U.S. manufacturing expanded in May for the fifth consecutive month, with May's PMI of 54% the strongest print since May 2022 and representing a 1.3-percentage-point improvement over April's 52.7% reading, with gains in new orders and production driving the increase.
All six of the largest manufacturing industries expanded in May, ISM said. New orders grew for a fifth straight month, with the New Orders Index rising to 56.8%, while the Production Index reached 54.3% for its seventh consecutive month of expansion. Wood products was the lone holdout among the 17 industries ISM tracks, with all others recording expansion in May.

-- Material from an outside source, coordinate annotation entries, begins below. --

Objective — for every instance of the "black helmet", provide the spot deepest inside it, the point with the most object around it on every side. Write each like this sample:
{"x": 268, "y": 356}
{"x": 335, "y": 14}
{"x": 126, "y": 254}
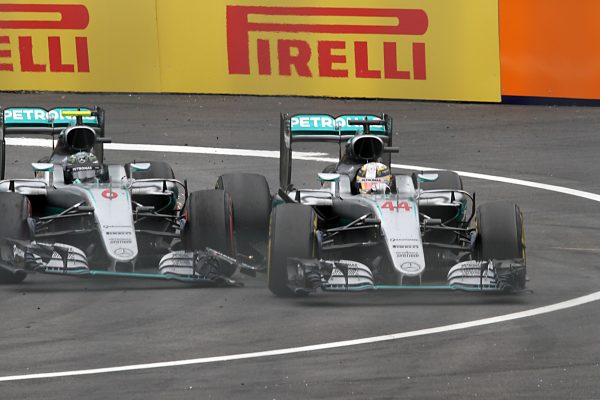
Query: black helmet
{"x": 82, "y": 167}
{"x": 374, "y": 177}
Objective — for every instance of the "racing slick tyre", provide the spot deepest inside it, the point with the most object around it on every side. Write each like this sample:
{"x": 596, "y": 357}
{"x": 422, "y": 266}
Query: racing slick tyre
{"x": 449, "y": 180}
{"x": 292, "y": 233}
{"x": 210, "y": 223}
{"x": 251, "y": 206}
{"x": 15, "y": 209}
{"x": 499, "y": 229}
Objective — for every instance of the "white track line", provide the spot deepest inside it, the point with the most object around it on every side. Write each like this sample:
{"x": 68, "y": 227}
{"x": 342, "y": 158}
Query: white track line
{"x": 324, "y": 346}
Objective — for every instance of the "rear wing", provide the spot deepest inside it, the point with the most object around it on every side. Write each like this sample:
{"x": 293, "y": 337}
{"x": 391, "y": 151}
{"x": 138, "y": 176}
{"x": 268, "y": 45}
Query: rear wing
{"x": 37, "y": 120}
{"x": 327, "y": 128}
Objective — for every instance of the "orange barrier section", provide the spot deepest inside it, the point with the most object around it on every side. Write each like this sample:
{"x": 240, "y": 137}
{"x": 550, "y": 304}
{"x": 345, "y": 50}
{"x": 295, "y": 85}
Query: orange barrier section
{"x": 550, "y": 48}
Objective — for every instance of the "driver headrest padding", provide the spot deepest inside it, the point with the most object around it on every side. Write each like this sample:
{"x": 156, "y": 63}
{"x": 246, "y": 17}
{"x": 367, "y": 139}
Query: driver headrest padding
{"x": 80, "y": 138}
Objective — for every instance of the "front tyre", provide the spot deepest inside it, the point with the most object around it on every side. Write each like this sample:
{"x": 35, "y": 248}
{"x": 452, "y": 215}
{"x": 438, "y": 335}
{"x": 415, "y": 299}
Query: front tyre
{"x": 500, "y": 233}
{"x": 292, "y": 233}
{"x": 251, "y": 207}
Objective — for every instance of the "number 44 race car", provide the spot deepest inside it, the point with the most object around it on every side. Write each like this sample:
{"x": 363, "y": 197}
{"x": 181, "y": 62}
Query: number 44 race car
{"x": 81, "y": 217}
{"x": 365, "y": 229}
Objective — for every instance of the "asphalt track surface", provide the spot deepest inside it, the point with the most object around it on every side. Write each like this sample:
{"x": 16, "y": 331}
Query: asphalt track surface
{"x": 52, "y": 325}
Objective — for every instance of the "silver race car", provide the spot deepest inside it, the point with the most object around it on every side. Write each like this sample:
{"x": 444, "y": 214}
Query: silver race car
{"x": 80, "y": 217}
{"x": 366, "y": 229}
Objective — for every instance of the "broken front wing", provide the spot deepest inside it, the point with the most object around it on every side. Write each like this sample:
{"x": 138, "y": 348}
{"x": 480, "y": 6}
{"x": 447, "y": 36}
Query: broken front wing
{"x": 307, "y": 275}
{"x": 202, "y": 268}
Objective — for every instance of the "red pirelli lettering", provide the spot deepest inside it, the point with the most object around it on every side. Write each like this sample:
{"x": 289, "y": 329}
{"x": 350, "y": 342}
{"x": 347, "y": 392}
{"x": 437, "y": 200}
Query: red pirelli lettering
{"x": 327, "y": 59}
{"x": 72, "y": 16}
{"x": 239, "y": 26}
{"x": 5, "y": 53}
{"x": 299, "y": 57}
{"x": 26, "y": 55}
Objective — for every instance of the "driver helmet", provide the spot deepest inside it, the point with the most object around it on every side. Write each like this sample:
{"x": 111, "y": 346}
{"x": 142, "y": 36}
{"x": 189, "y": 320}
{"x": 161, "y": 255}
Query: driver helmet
{"x": 374, "y": 177}
{"x": 82, "y": 167}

Despite the strong headline figure, cost pressures remained acute. The ISM Prices Index registered 82.1% in May — still near its highest level since 2022, even after easing 2.5 percentage points from April. ISM Manufacturing Business Survey Committee Chair Susan Spence said price increases continue to be driven by higher steel and aluminum costs, tariffs on imported goods, and petroleum-based product inflation tied to the Middle East conflict. No commodities were reported down in price in May.
According to Spence, sentiment in panelist comments skewed heavily pessimistic — 69% negative versus 25% positive. References to the Iran war appeared in 42% of all responses, while tariffs came up in 18%. Pricing volatility was identified as a direct operational concern by 57% of respondents. A respondent from the transportation equipment sector quoted in the ISM report warned that the Iran conflict was beginning to hit supply chain costs directly, with oil and related commodities rising sharply in price. A miscellaneous manufacturing respondent described "extreme uncertainty" over price stability and supply continuity tied to the Iran conflict and Strait of Hormuz closure.
At 60.6% for the second consecutive month, the Supplier Deliveries Index sat at a four-year peak, reflecting the ongoing strain that Middle East hostilities have placed on logistics networks across every tracked manufacturing sector.
At 48.6%, the Employment Index edged higher but remained below the 50% expansion threshold for a 32nd straight month, with roughly half of panelists indicating that workforce management — not hiring — continued to define their labor strategy.
The Iran war first appeared as a direct business impact in March ISM data, when panelists cited rising lead times, container delays, and shipping blockages linked to the Strait of Hormuz closure. The Prices Index has climbed nearly 12 percentage points since February, when it stood at 70.5%.
ISM said the May PMI reading corresponds to a 2.2% annualized increase in real GDP.